From: Joe Landman <landman@scalableinformatics.com>
To: Jon Marshall <jon@campbell-lange.net>
Cc: xfs@oss.sgi.com
Subject: Re: XFS on CoRAID errors with SMB
Date: Mon, 28 Nov 2011 10:36:48 -0500 [thread overview]
Message-ID: <4ED3AA90.8090202@scalableinformatics.com> (raw)
In-Reply-To: <20111128152652.GD1795@campbell-lange.net>
On 11/28/2011 10:26 AM, Jon Marshall wrote:
> Hi Joe,
>
> Thanks for the rapid response.
>
> Is this something that has been reported often in relation to AoE? Is
We've experienced it in the past when we supported our customers with
Coraid gear. Most of that is gone now, so we haven't seen much AoE
stuff as of late (last 2 years or so).
This said, the AoE stack depends critically upon the network stack, and
between AoE and the network stack (or possibly something else), you ran
out of memory for use in the kernel. Our experience with this is
usually a leaky network driver. e1000 and similar Intel drivers shipped
with default RHEL5/Centos5 are highly problematic. AoE could be leaking
itself (early versions were pretty bad in this regard, though I haven't
looked at the driver in the last few years, they hopefully have improved
it).
The xfs connection to this (to stay relevant to this group) is that xfs
is ok atop this, as long as the other layers don't go away.
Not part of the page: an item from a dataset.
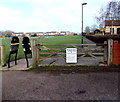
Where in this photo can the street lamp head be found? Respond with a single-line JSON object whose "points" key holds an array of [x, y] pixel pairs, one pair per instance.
{"points": [[84, 3]]}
If you can
detect problems like this in advance, you might be able to issue an
xfs_freeze, and preserve the integrity of the underlying filesystem
(obviating the need for an xfs_repair). The hard part would be an
accurate prediction, but if your drivers are grabbing memory and not
releasing it back, or you have a run-away memory consuming process,
yeah, you could potentially predict this onset.
> there any chance you could point us in the direction of some more
> background on the issue? I am checking the AoE mailing list, but if you know
> of something specific that would be very helpful.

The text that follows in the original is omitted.